About the Role:
We are currently seeking a mid-level Data Engineer to join our team to develop and maintain scalable data pipelines to support growing data volume and complexity. This position involves close interaction with cross-functional teams to improve data models that feed business intelligence tools, increasing data accessibility and fostering data-driven decision making across the organization.
Responsibilities:
Data Pipeline Development and Maintenance:
• Design, build, and maintain data pipelines and ETL processes on AWS to support analytics and machine learning initiatives.
• Use AWS services such as RDS, Glue, Lambda, S3 to manage and process large data sets.
Machine Learning infrastructure:
• Enable model training, testing, and deployment using SageMaker and other AWS ML services.
• Design and build scalable infrastructure for deploying machine learning models into production, incorporating best practices for monitoring, logging, and retraining models.
• Implement and automate workflows that support the end-to-end ML lifecycle, including data preprocessing, feature engineering, and model evaluation.
DevOps and Automation
• Incorporate DevOps best practices into data engineering workflows, focusing on automation, CI/CD, and infrastructure as code (IaC) for repeatable, scalable solutions.
• Develop and maintain IaC templates (e.g. Terraform, CloudFormation) to provision and manage AWS resources for data engineering and ML tasks.
• Build monitoring, logging, and alerting systems to ensure data pipeline and model uptime, performance, and data quality.
Qualifications:
• You’ll typically have a degree in a computer science, mathematical or science-based subject.
Knowledge, Skills and Abilities Required:
• Must hold hands-on experience with ETL process.
• Cloud Expertise: Strong experience with AWS, including services like S3, Glue, Lambda, and SageMaker.
• Programming: Advanced proficiency in Python, including experience with data processing libraries (e.g.

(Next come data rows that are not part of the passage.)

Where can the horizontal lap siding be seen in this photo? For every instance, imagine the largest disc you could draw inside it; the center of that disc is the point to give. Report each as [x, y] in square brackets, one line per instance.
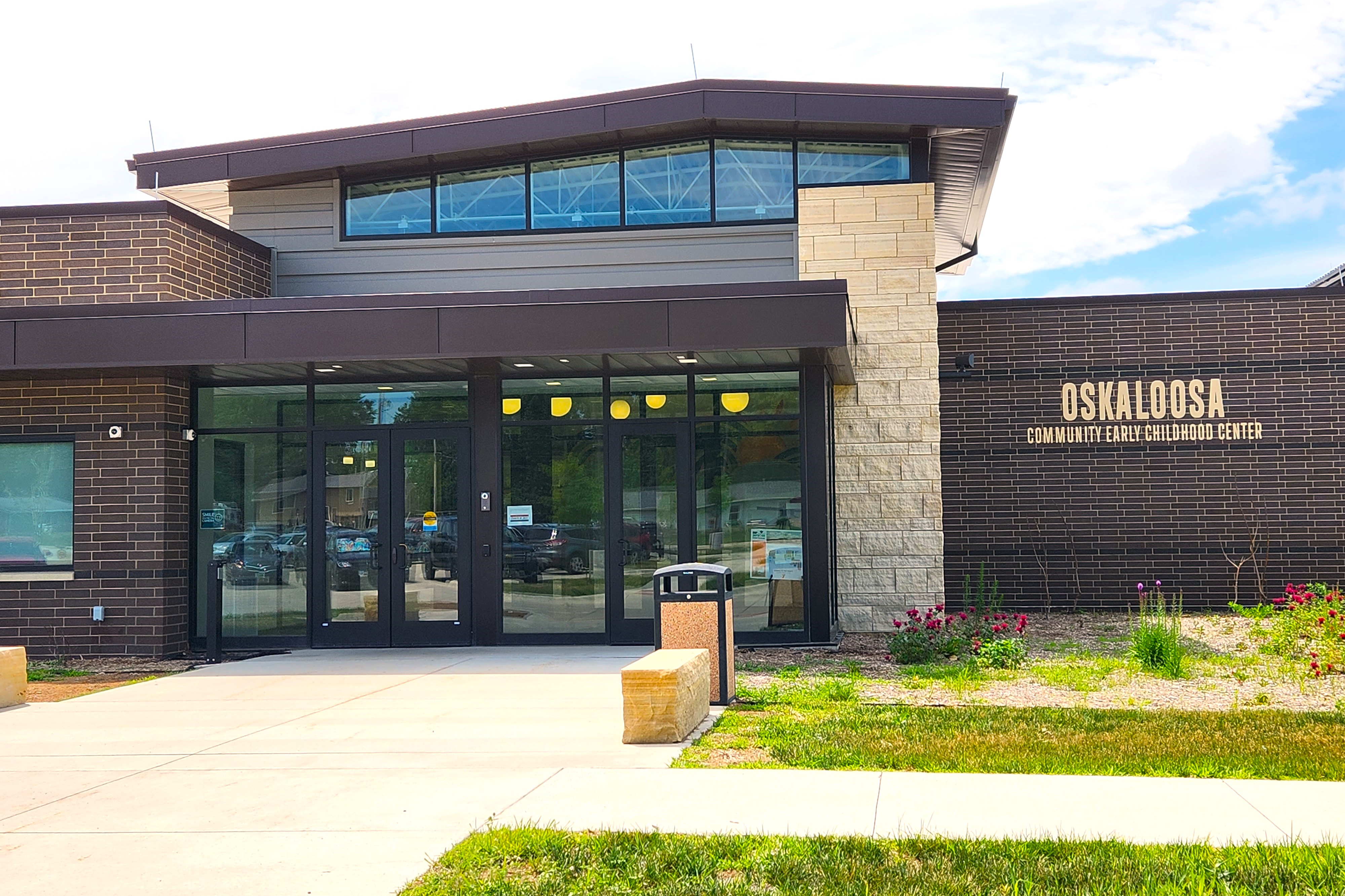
[1081, 524]
[302, 224]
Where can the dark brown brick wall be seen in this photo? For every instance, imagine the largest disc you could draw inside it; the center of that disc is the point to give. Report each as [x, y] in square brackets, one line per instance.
[131, 523]
[1081, 524]
[128, 256]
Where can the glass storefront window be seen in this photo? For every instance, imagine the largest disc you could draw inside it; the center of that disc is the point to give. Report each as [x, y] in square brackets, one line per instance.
[750, 517]
[669, 185]
[553, 549]
[552, 400]
[492, 200]
[754, 181]
[853, 162]
[245, 407]
[252, 513]
[747, 395]
[389, 403]
[578, 193]
[37, 505]
[648, 397]
[389, 208]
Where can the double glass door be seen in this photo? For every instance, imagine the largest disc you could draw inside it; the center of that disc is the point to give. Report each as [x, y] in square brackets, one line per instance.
[652, 520]
[387, 568]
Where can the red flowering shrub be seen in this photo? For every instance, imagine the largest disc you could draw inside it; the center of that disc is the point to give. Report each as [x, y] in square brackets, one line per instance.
[1308, 625]
[925, 637]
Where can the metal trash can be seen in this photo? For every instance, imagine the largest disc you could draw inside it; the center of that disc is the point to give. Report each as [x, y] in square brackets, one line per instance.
[685, 615]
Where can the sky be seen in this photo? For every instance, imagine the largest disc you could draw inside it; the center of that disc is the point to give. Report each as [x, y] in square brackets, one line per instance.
[1156, 146]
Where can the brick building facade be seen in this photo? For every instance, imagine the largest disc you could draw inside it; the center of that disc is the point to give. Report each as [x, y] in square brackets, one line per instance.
[124, 252]
[1186, 500]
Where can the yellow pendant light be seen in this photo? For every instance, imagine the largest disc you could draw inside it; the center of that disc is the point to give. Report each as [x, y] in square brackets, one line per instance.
[734, 401]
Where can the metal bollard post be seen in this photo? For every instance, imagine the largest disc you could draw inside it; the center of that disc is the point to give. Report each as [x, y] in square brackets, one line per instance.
[216, 613]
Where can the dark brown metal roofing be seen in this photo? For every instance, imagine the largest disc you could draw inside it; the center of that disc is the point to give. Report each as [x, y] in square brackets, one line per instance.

Pandas) and automation.
• Machine Learning: Familiarity with machine learning pipelines, especially using SageMaker for model training, deployment, and monitoring.
• DevOps: Experience with DevOps practices, including CI/CD pipelines, Infrastructure as Code (Terraform, CloudFormation), and monitoring (CloudWatch).
• Data Engineering: Solid understanding of data warehousing, ETL/ELT processes.
• Collaboration: Strong communication skills and experience working in cross-functional Agile teams.
• Excellent analytical and problem-solving skills.
• Effective listening skills to understand the requirements of the business.
• Planning, time management and organisational skills.
• The ability to deliver under pressure and to tight deadlines.